Abbildung 2. Missense- und Nonsense-Mutationen in einem protein-codierenden Gen

Bei einer Missense-Mutation wird eine Aminosäure in einem Protein durch eine andere, unterschiedliche Aminosäure ersetzt. Diese Veränderung kann die Form und Funktion des Proteins beeinflussen und dazu führen, dass es nicht korrekt arbeitet. Viele genetische Krankheiten werden durch Missense-Mutationen verursacht, da selbst eine kleine Veränderung in der Proteinstruktur schwerwiegende Auswirkungen haben kann (Alberts et al., 2015).

Ein bekanntes Beispiel für eine Missense-Mutation ist die Sichelzellenanämie. Diese Krankheit wird durch eine Punktmutation im β-Globin-Gen verursacht. Bei dieser Mutation verändert sich die zweite Base in einem Codon von Adenin (A) zu Thymin (T). Dadurch wird die Aminosäure Glutaminsäure im Hämoglobinprotein durch Valin ersetzt (Griffiths et al., 2019).

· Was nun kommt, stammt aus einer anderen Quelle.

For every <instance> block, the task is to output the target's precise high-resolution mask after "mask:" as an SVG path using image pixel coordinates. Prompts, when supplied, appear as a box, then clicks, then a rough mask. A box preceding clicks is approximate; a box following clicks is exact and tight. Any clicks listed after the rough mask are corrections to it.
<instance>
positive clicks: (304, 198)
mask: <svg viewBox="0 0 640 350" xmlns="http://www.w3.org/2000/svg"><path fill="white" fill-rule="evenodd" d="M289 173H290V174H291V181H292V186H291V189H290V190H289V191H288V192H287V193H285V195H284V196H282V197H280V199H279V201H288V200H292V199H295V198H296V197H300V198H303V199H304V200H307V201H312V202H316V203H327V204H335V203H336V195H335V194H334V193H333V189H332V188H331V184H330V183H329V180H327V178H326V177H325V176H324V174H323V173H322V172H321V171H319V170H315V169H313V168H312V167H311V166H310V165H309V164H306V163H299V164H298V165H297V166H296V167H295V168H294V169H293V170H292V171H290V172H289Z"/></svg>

Diese kleine Veränderung hat große Auswirkungen. Die veränderten Hämoglobinmoleküle verklumpen, wodurch die roten Blutkörperchen sichelförmig statt rund werden. Diese abnormalen Zellen können Sauerstoff nicht effizient transportieren und zerfallen schneller als normale rote Blutkörperchen. Dies führt zu Symptomen wie Schmerzen, Müdigkeit und einem erhöhten Infektionsrisiko (Strachan & Read, 2018).